Dopo alcuni brevi momenti di confusione, decidiamo per la nostra incolumità, di uscire ed avviarci, in macchina, verso la montagna.
Parcheggio nella piccola piazza del paese, prendo una borsa dall’auto, e c’incamminiamo lungo il sentiero verso la collina.
Mentre tiro fuori la solita bottiglia di rosso, Gino mi dice che sono il solito stronzo, che s’ostina a rifugiarsi nel bacco.
Marciando, però, quella bottiglia, come Coppi e Bartali qualche decennio prima, ce la passiamo sorseggiando a canna come facevamo da ragazzini, quando aspettavamo il treno per tirargli contro il vuoto, che esplodeva come pioggia di diamanti.
I nostri respiri pesanti decidono la pausa, mentre i nostri sguardi s’incrociano, e noto i suoi occhi tagliati da crepe di sangue, a descriverne un sussulto, un momento d’emozione.

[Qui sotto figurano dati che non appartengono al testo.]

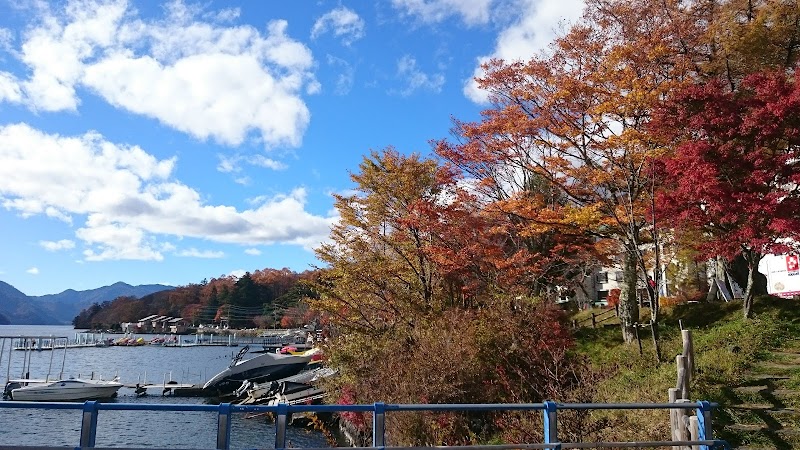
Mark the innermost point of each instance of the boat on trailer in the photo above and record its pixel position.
(262, 368)
(72, 389)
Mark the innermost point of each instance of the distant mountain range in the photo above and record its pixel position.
(59, 309)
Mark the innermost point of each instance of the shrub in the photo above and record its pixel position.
(490, 355)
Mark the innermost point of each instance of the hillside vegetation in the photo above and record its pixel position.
(730, 353)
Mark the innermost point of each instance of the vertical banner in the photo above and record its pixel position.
(783, 274)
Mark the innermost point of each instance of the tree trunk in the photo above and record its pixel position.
(628, 306)
(752, 259)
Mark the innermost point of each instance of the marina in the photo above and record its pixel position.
(154, 368)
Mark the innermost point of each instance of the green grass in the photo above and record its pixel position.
(728, 351)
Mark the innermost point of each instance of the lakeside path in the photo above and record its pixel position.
(764, 410)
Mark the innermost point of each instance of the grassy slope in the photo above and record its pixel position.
(726, 348)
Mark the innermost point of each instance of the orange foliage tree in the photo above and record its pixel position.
(574, 119)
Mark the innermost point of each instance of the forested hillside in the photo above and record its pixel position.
(263, 298)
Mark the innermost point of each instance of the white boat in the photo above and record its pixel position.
(262, 368)
(72, 389)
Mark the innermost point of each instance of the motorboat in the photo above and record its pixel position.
(304, 385)
(259, 369)
(72, 389)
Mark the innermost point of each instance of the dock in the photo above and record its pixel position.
(170, 388)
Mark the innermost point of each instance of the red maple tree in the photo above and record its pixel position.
(736, 171)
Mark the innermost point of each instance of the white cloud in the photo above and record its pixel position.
(415, 79)
(345, 78)
(130, 200)
(232, 164)
(54, 246)
(344, 23)
(10, 89)
(195, 253)
(472, 12)
(187, 70)
(538, 24)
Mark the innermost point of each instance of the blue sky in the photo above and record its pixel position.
(169, 142)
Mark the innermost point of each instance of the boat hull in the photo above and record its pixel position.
(263, 368)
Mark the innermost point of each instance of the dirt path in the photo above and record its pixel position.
(764, 410)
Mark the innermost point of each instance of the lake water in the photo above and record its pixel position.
(131, 428)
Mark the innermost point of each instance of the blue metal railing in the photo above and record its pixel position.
(549, 411)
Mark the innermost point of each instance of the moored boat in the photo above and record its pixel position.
(72, 389)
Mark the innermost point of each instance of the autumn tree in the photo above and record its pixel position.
(735, 174)
(379, 277)
(415, 289)
(576, 117)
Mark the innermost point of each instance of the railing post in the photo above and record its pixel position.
(89, 424)
(705, 432)
(280, 425)
(379, 425)
(224, 427)
(550, 422)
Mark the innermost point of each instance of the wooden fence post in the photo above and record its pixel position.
(673, 416)
(683, 379)
(694, 431)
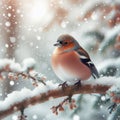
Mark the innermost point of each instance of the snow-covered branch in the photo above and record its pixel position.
(25, 98)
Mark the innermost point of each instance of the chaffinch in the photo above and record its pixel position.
(71, 62)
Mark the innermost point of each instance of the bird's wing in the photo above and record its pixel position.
(85, 59)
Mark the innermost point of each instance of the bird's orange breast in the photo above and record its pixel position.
(71, 64)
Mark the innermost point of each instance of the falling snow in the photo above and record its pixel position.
(7, 24)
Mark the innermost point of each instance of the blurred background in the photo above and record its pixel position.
(29, 28)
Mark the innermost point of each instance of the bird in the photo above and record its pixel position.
(70, 62)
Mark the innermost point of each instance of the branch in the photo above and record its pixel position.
(55, 93)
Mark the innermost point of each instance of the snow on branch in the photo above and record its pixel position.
(18, 100)
(25, 70)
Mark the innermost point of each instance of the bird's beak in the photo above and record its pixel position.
(57, 44)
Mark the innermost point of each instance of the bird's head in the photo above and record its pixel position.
(66, 42)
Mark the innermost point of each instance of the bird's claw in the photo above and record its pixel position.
(77, 85)
(63, 85)
(112, 107)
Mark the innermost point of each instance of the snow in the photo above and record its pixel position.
(7, 24)
(18, 96)
(12, 83)
(109, 37)
(12, 39)
(76, 117)
(28, 63)
(35, 117)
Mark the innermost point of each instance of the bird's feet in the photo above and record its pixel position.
(77, 85)
(63, 85)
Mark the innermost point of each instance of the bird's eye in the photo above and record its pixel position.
(65, 43)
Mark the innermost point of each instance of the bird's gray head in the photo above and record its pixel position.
(67, 42)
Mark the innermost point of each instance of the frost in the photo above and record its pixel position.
(28, 63)
(110, 37)
(6, 45)
(38, 38)
(7, 24)
(18, 96)
(103, 98)
(35, 117)
(12, 83)
(64, 24)
(14, 117)
(12, 39)
(76, 117)
(9, 14)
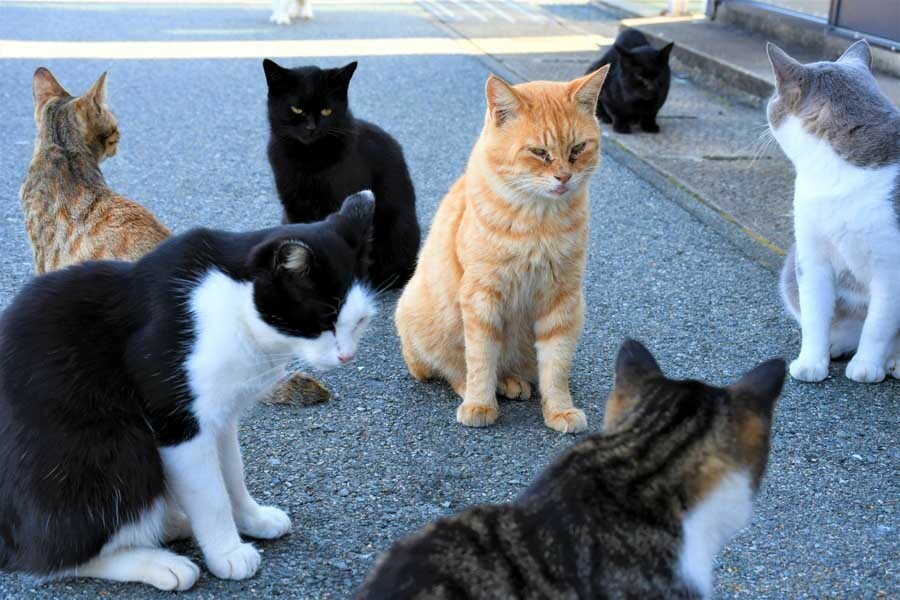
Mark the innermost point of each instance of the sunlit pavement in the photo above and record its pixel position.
(385, 456)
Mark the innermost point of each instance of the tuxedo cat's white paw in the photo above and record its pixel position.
(171, 573)
(809, 371)
(266, 523)
(238, 563)
(865, 371)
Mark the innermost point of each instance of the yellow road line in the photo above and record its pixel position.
(22, 49)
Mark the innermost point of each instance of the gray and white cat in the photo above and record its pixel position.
(841, 281)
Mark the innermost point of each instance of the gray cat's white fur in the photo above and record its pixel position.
(841, 281)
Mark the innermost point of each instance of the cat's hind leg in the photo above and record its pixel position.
(844, 337)
(893, 366)
(132, 553)
(878, 340)
(648, 124)
(160, 568)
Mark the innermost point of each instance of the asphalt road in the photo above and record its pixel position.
(385, 456)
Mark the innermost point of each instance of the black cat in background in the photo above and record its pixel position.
(637, 84)
(320, 154)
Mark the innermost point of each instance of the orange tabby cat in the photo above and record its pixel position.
(70, 214)
(496, 302)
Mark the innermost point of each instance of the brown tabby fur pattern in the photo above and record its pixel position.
(496, 304)
(70, 214)
(618, 515)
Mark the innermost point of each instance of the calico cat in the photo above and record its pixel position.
(638, 82)
(70, 214)
(841, 281)
(121, 387)
(320, 153)
(496, 303)
(639, 511)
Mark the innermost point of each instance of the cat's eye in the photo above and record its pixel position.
(575, 151)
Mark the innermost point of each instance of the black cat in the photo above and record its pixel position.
(637, 84)
(320, 154)
(121, 386)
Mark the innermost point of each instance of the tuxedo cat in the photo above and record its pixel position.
(320, 154)
(121, 387)
(638, 82)
(639, 511)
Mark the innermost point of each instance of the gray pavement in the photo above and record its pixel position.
(385, 456)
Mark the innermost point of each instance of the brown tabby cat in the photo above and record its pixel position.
(496, 303)
(639, 511)
(70, 214)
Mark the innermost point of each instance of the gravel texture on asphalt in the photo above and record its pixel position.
(385, 455)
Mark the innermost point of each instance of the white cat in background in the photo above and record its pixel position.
(841, 281)
(285, 11)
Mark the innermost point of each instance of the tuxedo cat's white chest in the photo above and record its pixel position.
(235, 357)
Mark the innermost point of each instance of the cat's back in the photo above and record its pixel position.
(71, 221)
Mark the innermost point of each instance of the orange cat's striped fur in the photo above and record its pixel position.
(70, 214)
(496, 303)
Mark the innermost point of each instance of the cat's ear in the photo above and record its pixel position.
(341, 77)
(860, 52)
(787, 70)
(622, 51)
(281, 256)
(665, 51)
(585, 91)
(634, 365)
(759, 389)
(293, 256)
(503, 100)
(354, 222)
(45, 87)
(274, 72)
(97, 94)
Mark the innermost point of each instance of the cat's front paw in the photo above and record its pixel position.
(265, 523)
(514, 388)
(865, 371)
(280, 19)
(476, 415)
(809, 371)
(570, 420)
(893, 366)
(238, 563)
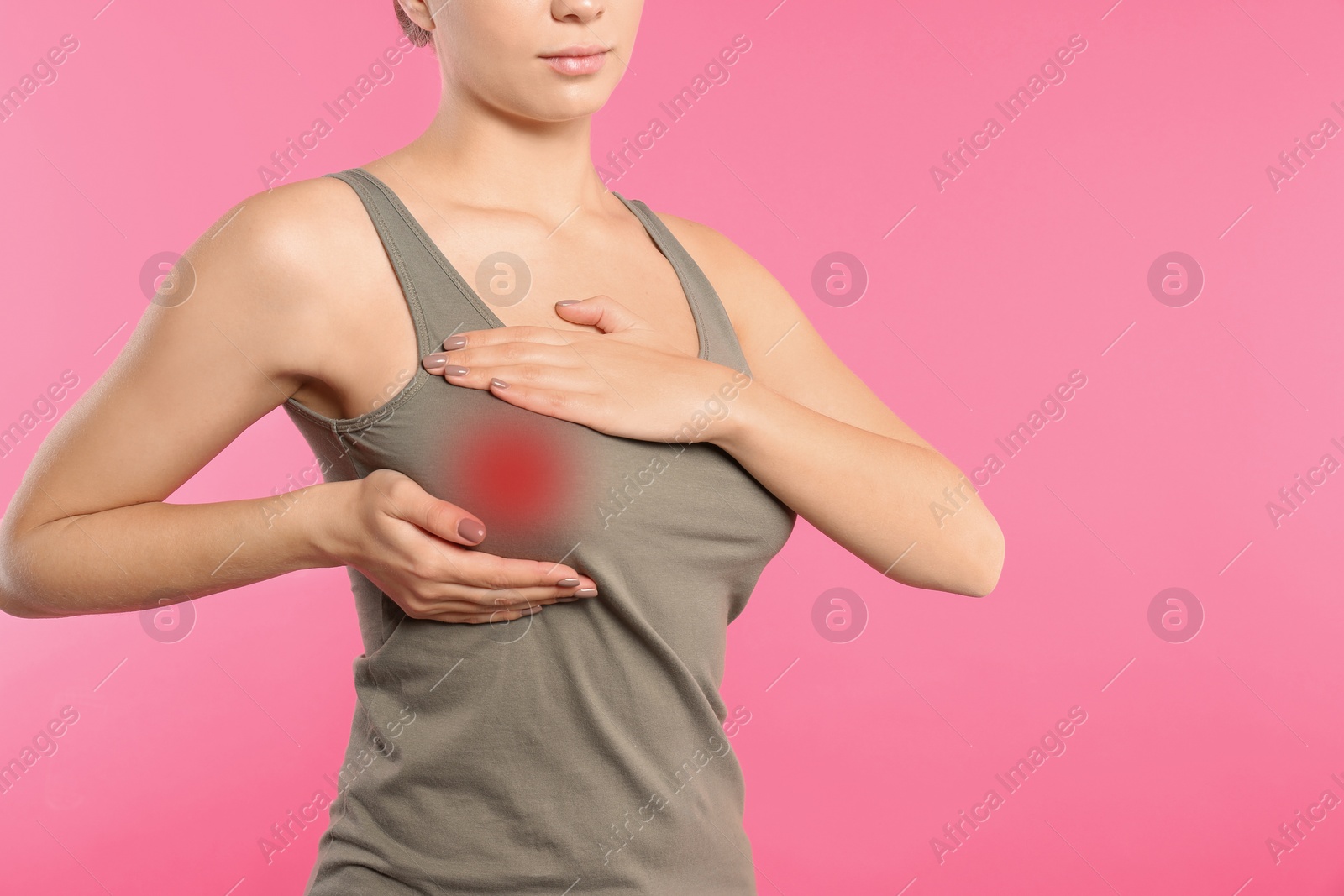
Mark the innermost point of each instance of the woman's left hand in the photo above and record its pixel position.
(624, 380)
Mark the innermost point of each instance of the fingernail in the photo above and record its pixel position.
(470, 530)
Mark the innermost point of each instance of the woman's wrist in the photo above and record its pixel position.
(327, 526)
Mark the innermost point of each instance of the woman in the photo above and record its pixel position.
(629, 438)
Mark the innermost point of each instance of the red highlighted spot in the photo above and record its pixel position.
(515, 476)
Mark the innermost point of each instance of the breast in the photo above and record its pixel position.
(550, 490)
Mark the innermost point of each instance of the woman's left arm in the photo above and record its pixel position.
(803, 425)
(811, 432)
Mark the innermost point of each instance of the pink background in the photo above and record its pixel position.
(1030, 265)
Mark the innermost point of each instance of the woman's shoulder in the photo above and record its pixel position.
(292, 246)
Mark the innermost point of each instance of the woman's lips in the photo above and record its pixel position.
(578, 65)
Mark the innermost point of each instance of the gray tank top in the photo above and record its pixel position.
(580, 750)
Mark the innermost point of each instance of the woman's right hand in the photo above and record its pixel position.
(407, 543)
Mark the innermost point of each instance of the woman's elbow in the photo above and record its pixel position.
(987, 562)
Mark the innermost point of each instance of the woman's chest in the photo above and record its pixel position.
(544, 486)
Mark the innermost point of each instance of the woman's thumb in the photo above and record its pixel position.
(602, 312)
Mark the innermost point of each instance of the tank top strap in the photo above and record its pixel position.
(437, 301)
(721, 340)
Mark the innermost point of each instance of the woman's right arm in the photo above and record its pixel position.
(89, 530)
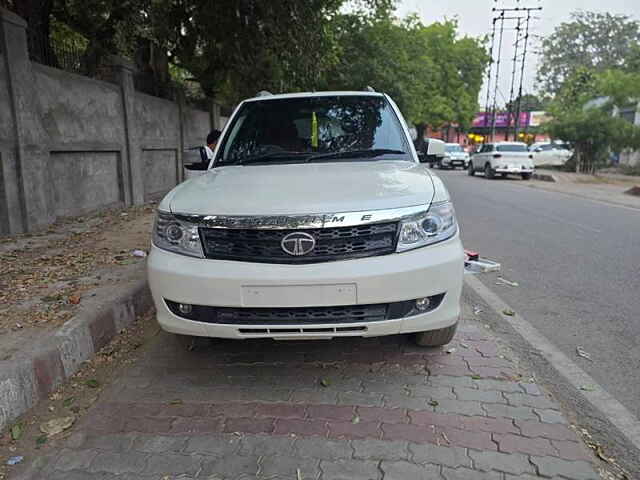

Provo vergogna ad aver trasgredito alle nuove regole, non è giusto ferire un amico anche se ha fatto altre scelte, non si può riportarlo indietro, quando lui ha deciso di andare avanti.
Non c’è peggior delitto che tradire l’amicizia, bisogna essere disposti alla sconfitta, accettare che il mondo cambia e noi con lui, senza bruciarsi troppo, concedendo qualcosa e difendere a denti stretti quello che conta.
Un amico perso è un cuore che rallenta, che perde i pezzi in una carcassa da rottamare.
E così lo riporto a casa, con un cenno del capo ci salutiamo e mi riavvio anch’io sconsolato in macchina.
Maledetta l’amicizia, non la puoi estirpare, sradicare, puoi ogni tanto tagliare, ma lei ricresce, respira, vive con te, per te se la vuoi.
La tecnologia è politicamente corretta, un file indesiderato è pane per il cestino, da svuotare poi come un posacenere.
Gino mi diceva che, era meglio tenersi in tasca sempre cinque centesimi di sentimenti, si sa mai quanto possa essere fredda la notte.
Torno a casa, gli farò una mail per scusarmi, forse no, mi verrà a cercare lui nella rete, tanto non ci sono segreti, è tutto alla luce del sole, sarò due di quei milioni di occhi che lo guardano e lo proteggono, da quelli fuori gioco come me, con nel cuore una ferita e due sogni nel cassetto.
Addio fratello, forse ci ritroveremo nel mondo che non abbiamo cercato, ma che ci ha inghiottito come marinai nella peggior tempesta.